The South Asia region has been passing through a difficult situation with threats from anarchy and extremism. This situation has emerged from existing and incresingly widening inequality and injustice in the society. The policymakers of this region should act fast to reduce inequality, correct the injustices and establish rule of of law. In addition to that, governments of South Asia need to concentrate on the large and still growing young population. Effective resource mobilisation and employment generation are essential to engage the young generation with the process of ensuring peaceful societies in this region. Economic growth needs to be inclusive and, the youth can play the vital role of being the change agents towards a dynamic South Asia. These observations came from the fourth and final plenary session titled Towards an Inclusive, Just and Peaceful Society in South Asia: Who are the Change Agents? of the Ninth South Asia Economic Summit (SAES IX) which was organised by Centre for Policy Dialogue (CPD) at Hotel Le Méridien Dhaka, Bangladesh 16 October 2016.

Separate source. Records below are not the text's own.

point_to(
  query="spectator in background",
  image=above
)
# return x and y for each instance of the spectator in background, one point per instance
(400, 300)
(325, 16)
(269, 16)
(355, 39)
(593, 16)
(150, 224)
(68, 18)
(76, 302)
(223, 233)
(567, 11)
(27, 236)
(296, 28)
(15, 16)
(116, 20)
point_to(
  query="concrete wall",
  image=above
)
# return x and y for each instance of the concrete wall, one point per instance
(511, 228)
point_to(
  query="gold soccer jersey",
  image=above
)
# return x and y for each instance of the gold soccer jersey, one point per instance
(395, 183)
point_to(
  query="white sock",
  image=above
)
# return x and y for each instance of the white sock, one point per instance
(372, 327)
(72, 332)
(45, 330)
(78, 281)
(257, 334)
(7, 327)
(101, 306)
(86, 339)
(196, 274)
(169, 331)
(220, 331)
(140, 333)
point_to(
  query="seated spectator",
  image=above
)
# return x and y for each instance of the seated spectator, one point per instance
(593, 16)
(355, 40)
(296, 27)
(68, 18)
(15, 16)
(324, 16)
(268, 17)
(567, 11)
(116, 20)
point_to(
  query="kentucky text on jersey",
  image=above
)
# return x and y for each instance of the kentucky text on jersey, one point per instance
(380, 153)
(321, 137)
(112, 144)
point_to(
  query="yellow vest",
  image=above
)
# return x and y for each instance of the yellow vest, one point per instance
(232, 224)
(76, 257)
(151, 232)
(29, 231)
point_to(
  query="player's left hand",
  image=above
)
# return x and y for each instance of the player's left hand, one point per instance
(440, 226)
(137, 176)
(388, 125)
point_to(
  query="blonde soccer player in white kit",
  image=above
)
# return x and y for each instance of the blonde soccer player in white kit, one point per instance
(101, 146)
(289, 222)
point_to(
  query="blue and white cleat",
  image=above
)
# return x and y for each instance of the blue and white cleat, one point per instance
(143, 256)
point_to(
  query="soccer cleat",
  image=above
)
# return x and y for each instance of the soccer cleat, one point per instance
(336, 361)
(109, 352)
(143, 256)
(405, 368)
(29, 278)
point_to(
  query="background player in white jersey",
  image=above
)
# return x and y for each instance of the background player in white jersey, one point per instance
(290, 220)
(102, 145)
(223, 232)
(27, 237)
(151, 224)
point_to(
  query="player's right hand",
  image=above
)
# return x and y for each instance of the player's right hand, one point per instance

CPD Founding Chairman Professor Rehman Sobhan presented the keynote on the subject. Dr Selim Jahan, Director, Human Development Report Office, United Nations Development Programme (UNDP), New York; Dr S R Osmani, Professor, University of Ulster, UK and Visiting Professor, Department of Development Studies, BRAC University, Bangladesh, Dr Christian Wagner, Senior Fellow, Asia Region Stiftung Wissenschaft und Politik, German Institute for International and Security Affairs spoke as Panellists at the session. The session was moderated by Dr Sachin Chaturvedi, Director-General, Research and Information System for Developing Countries (RIS), India.
The two-day Summit, held during 15-16 October 2016, was co-organised by the Institute of Policy Studies of Sri Lanka (IPS); RIS, India; South Asia Watch on Trade, Economics and Environment (SAWTEE), Nepal; and Sustainable Development Policy Institute (SDPI), Pakistan.